SECRETARY OF THE TREASURY
1789–1795

Hamilton’s ambitions, arrogance, and political extremism served him well during his time as Secretary of the Treasury. The new Constitution was little more than a framework of a government, and Hamilton used every opportunity to shape policy and set precedents as he saw fit. He pushed to expand the powers of the presidency and the government’s reach. He tried to foster bonds with Britain and fend off ties with Revolutionary France. Envisioning himself as an American prime minister, Hamilton became the lightning rod of Washington’s administration.

With no national system of finance and a pressing host of disorganized state debts at hand, Hamilton did what he did best: he devised an ambitious plan. It had three parts. First, in his Report on the Public Credit, Hamilton called for the national assumption of state debts, making Revolutionary War debtors beholden to the national government rather than to the states. Second, he created a national bank, convincing the wary Washington that his broad construction of the Constitution was well founded (“Opinion on the Constitutionality of a National Bank,” February 23, 1791). Third, he encouraged manufacturing in the hope of fueling and diversifying the economy. For the most part, he was successful.

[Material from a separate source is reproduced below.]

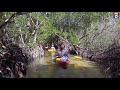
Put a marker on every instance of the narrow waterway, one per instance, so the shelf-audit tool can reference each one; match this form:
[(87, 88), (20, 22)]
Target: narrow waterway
[(42, 68)]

As unremarkable as Hamilton’s plan may seem to twenty-first-century eyes, it was radical for its time, promoting centralized power in a nation that had just broken away from a monarch, weakening the political pull of state governments among a people who had long seen their state as their country, and promoting manufacturing in an agrarian republic. To many, Hamilton’s ongoing attempt to win the allegiance of the wealthy and wellborn was equally alarming, an aristocratic throwback to America’s British past.

By 1792, Hamilton’s assertive policies had roused increasingly partisan opposition. With the guidance of Hamilton’s onetime friend James Madison and Secretary of State Thomas Jefferson, Republicans opposed Hamilton’s centralizing efforts politically and in the press, dividing the nation in the process. Hamilton responded by plunging into political combat, strategizing with fellow Federalists behind the scenes while savaging his foes and promoting his policies in news­papers. The three newspaper essays in this section—“An American No. I ”(August 4, 1792), “Pacificus No. I” (June 29, 1793), and “Tully No. III” (August 28, 1794)—show the depth and breadth of Hamilton’s polemical blending of logic and vitriol. His lengthy letter to Edward Carrington (May 26, 1792) offers Hamilton’s view of the rise of party politics. Not surprisingly, he pinned much of the blame on Jefferson.

The nation’s leading Federalist, Hamilton was a fierce and unforgiving foe, and fellow New Yorker Aaron Burr felt the hard edge of Hamilton’s opposition. These years marked the rise of their rivalry, as Hamilton—alarmed by what he saw as Burr’s boundless opportunism and ambitions—devoted himself to opposing Burr’s career. Hamilton’s letter to an unknown correspondent (September 26, 1792) offers a taste of Hamilton’s abuse.

Given the period’s political turbulence, it’s easy to forget that Hamilton also had a personal life. Letters show him offering advice to his oldest son and daughter (To Philip A. Hamilton, December 5, 1791; to Angelica Hamilton, c. November 1793), and reveal his playful side. Writing to his sister-in-law Angelica Schuyler Church (October 23, 1794) while at the head of a military expedition marching into western Pennsylvania to quash a revolt against his excise tax on whiskey, Hamilton depicted himself as a knight errant warring against the “wicked insurgents of the West,” revealing his outsized love of all things military, and his willingness—even eagerness—to quell disorder with force.